Unfortunately, most of the synthetic surfactants evaluated in the studies mentioned have associated environmental and human health hazards. These surfactants can affect the growth of microorganisms and algae in water and hence, undermine the food chain of organism. Generally, there is a relationship between the toxicity of water and the chemical structure of these surfactants. The aquatic toxicity increases with the hydrophilic-lipophilic balance (HLB) value and decreases with the number of ethoxylate groups of the surfactants. Surfactants also kill different types of microorganisms in water and prevent the degradation of other toxic materials, which need the microorganisms to be degraded [32]. Surfactants can enter the human body, damage the activity of enzymes and disrupt the physiological function of body [33]. Cationic surfactants have the greatest toxicity, and the anionic surfactants have toxicity between that of nonionic and cationic surfactants. Sodium dodecyl benzene sulfonate (SDBS) is reported to enter the human body through the skin and damage the liver and cause chronic symptoms [34].

While conventional reservoirs have always been recognized as a practical target for surfactant flooding, unconventional liquid reservoirs (ULRs) have also been tested for applicability of surfactant injection. In fact, surfactants have the potential to enhance ULRs imbibition oil recovery factor by altering wettability. By doing this, surfactants alter the capillary forces by turning oil-wet and intermediate-wet unconventional reservoirs into water-wet conditions. In this way, Alvarez et al. introduced the concept of low-concentration surfactants to utilize for EOR in ULRs. Their analyses proved that anionic surfactants are more effective in wettability alteration, enhancing imbibition, and improving oil recovery factors than nonionic surfactants [35]. Alvarez and Schechter demonstrated the efficiency of several surfactants in improving oil recovery in siliceous ULRs at the experimental scale by carrying out IFT and wettability measurements, and spontaneous imbibition experiments [36].

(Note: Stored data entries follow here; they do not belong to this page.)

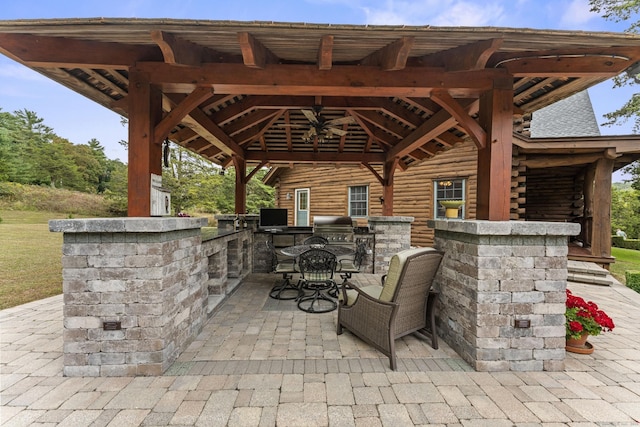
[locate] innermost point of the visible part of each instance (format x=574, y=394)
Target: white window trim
x=435, y=196
x=349, y=201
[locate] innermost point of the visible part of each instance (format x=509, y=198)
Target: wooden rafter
x=391, y=57
x=63, y=52
x=472, y=127
x=325, y=53
x=175, y=116
x=472, y=56
x=177, y=50
x=287, y=79
x=254, y=53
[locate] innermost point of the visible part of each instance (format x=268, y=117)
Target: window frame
x=455, y=192
x=351, y=202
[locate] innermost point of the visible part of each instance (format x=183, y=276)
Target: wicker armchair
x=281, y=264
x=380, y=314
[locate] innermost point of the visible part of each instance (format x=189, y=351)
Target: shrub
x=633, y=279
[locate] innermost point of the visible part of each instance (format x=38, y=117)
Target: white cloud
x=470, y=14
x=434, y=12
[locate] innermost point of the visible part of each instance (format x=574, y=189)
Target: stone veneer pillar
x=495, y=273
x=392, y=234
x=135, y=293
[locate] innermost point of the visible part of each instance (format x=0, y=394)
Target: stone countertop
x=125, y=225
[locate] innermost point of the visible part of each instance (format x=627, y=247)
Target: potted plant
x=584, y=318
x=451, y=207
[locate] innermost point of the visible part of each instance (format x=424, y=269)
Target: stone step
x=590, y=279
x=214, y=302
x=590, y=268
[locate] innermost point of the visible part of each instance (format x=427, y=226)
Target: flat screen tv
x=273, y=218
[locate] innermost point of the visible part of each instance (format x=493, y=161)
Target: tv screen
x=273, y=217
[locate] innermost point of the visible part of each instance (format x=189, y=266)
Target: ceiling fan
x=322, y=129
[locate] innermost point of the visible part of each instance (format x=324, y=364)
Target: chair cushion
x=395, y=268
x=352, y=295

Amino acids are organic compounds composed of two key functional groups including carboxylic acid (COOH) and amine (NH₂). These organic compounds are known to have a substantial biodegradability rate, biocompatibility, small irritation properties and toxicity, thus, making them environmentally-friendly materials [37], [38].

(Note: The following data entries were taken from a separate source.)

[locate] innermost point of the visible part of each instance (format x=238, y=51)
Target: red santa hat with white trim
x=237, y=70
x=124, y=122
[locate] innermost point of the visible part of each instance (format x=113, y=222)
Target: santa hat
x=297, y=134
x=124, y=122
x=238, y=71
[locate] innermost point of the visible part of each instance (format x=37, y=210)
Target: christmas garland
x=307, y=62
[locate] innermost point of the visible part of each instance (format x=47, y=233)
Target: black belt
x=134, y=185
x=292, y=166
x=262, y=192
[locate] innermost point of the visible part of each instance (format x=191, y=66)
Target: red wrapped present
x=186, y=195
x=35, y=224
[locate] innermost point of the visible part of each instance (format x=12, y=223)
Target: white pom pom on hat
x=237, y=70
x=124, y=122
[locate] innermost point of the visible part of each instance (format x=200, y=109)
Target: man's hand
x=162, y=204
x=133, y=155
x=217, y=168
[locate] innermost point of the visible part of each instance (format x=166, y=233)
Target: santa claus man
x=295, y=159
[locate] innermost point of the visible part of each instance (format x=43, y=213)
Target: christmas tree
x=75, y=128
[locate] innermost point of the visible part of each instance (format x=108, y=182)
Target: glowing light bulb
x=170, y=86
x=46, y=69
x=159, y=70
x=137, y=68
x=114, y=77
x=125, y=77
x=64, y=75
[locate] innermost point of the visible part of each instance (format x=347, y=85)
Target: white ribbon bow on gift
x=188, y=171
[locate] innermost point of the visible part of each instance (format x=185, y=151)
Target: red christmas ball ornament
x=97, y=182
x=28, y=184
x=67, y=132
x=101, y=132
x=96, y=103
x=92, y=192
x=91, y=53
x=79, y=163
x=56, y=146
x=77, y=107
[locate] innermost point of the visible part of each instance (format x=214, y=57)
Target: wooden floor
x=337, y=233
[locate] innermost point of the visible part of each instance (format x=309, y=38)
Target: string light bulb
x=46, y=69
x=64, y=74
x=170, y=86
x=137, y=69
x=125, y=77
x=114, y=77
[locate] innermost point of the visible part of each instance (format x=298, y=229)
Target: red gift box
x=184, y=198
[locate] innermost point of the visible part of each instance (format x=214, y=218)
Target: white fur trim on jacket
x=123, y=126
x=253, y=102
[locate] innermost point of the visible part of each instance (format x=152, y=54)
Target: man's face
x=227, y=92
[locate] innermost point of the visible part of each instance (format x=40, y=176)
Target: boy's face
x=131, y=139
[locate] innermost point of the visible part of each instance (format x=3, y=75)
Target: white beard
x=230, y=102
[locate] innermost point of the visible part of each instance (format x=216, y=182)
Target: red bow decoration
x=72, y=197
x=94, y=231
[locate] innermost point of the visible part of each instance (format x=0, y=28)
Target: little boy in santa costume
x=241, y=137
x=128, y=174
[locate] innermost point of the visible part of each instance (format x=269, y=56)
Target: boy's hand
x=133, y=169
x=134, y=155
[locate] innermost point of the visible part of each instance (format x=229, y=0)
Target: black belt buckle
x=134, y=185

In previous work, we have described the preparation of an amino-acid based surfactant (namely, (S)-2-Dodecanamido-5-guanidinopentanoic acid or simply (S)-Dodecanoyl-L-arginine) using a new one-pot synthetic approach and introducing its first petroleum engineering application [9]. Here, the synthetic approach coupled with a mechanistic investigation is used to evaluate the performance of this synthesized surfactant as a chemical EOR agent. Initially, the IFT and wettability of the surfactant solution in the presence of the oil phase and representative rocks (both carbonate and sandstone) are established. The effect of salinity on the IFT is examined. Considering the results of that analysis, an optimized surfactant concentration based on the assessed CMC (in a typical salinity) is selected to perform dynamic secondary and tertiary coreflooding tests. A quantitative comparison is made of the test results of oil recovery with the optimized surfactant and with a typical surfactant-free brine injection process.